Beyond the Basics: Leveraging Large Language Model for Fine-Grained Medical Entity Recognition

arXiv

Nwe Ni Win (Western Sydney University, Sydney, Australia), Jim Basilakis (Western Sydney University, Sydney, Australia, South Western Emergency Research Institute, Sydney, Australia), Steven Thomas (South Western Emergency Research Institute, Sydney, Australia), Seyhan Yazar (Garvan Institute of Medical Research, Sydney, Australia, University of New South Wales, Sydney, Australia), Laura Pierce (University of New South Wales, Sydney, Australia), Stephanie Liu (Liverpool Hospital, Sydney, Australia), Paul M. Middleton (South Western Emergency Research Institute, Sydney, Australia), Nasser Ghadiri (South Western Emergency Research Institute, Sydney, Australia), X. Rosalind Wang (Western Sydney University, Sydney, Australia, South Western Emergency Research Institute, Sydney, Australia)

Apr 21, 2026, 12:00 AM

arXiv:2604.17214v1 Announce Type: new Abstract: Extracting clinically relevant information from unstructured medical narratives such as admission notes, discharge summaries, and emergency case histories remains a challenge in clinical natural language processing (NLP).
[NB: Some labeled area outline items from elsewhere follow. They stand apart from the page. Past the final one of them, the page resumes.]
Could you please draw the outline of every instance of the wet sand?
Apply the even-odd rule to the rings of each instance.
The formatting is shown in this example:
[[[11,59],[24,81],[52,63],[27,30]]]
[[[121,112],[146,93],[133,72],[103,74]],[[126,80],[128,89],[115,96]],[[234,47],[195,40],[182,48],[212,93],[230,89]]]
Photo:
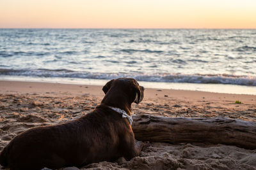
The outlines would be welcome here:
[[[143,85],[141,84],[141,85]],[[16,135],[62,123],[92,111],[102,86],[0,81],[0,150]],[[236,104],[239,101],[241,104]],[[146,89],[132,114],[169,117],[229,117],[256,122],[256,96]],[[102,162],[105,169],[256,169],[256,150],[207,143],[154,143],[130,161]]]

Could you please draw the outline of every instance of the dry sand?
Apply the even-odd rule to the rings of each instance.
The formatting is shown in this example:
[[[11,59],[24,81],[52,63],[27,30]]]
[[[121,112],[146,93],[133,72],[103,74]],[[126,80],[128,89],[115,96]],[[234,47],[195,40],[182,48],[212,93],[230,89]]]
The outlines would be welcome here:
[[[143,85],[143,84],[141,85]],[[16,135],[91,111],[101,86],[0,81],[0,150]],[[242,104],[236,104],[239,100]],[[230,117],[256,122],[256,96],[146,89],[133,114],[170,117]],[[130,161],[102,162],[92,169],[256,169],[256,150],[207,143],[154,143]],[[1,167],[0,167],[1,169]]]

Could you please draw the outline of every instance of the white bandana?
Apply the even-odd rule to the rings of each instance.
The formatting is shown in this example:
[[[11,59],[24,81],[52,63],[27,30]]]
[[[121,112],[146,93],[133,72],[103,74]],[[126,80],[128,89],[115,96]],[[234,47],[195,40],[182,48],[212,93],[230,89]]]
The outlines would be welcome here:
[[[117,113],[119,113],[120,114],[122,115],[122,118],[127,118],[129,120],[129,122],[130,123],[131,125],[132,125],[132,123],[133,122],[132,117],[130,117],[125,111],[124,111],[124,110],[122,110],[120,108],[113,108],[113,107],[111,107],[109,106],[109,108],[111,108],[111,110],[116,111]]]

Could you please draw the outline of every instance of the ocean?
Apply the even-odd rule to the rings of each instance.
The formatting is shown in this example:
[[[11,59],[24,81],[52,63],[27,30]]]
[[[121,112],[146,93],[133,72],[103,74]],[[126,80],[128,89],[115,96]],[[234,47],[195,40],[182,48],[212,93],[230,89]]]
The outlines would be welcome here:
[[[256,29],[0,29],[0,80],[256,94]]]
Medical Entity Recognition (MER) identifies meaningful concepts embedded in these records. Recent advancements in large language models (LLMs) have shown competitive MER performance; however, evaluations often focus on general entity types, offering limited utility for real-world clinical needs requiring finer-grained extraction. To address this gap, we rigorously evaluated the open-source LLaMA3 model for fine-grained medical entity recognition across 18 clinically detailed categories. To optimize performance, we employed three learning paradigms: zero-shot, few-shot, and fine-tuning with Low-Rank Adaptation (LoRA). To further enhance few-shot learning, we introduced two example selection methods based on token- and sentence-level embedding similarity, utilizing a pre-trained BioBERT model. Unlike prior work assessing zero-shot and few-shot performance on proprietary models (e.g., GPT-4) or fine-tuning different architectures, we ensured methodological consistency by applying all strategies to a unified LLaMA3 backbone, enabling fair comparison across learning settings. Our results showed that fine-tuned LLaMA3 surpasses zero-shot and few-shot approaches by 63.11% and 35.63%, respectivel respectively, achieving an F1 score of 81.24% in granular medical entity extraction.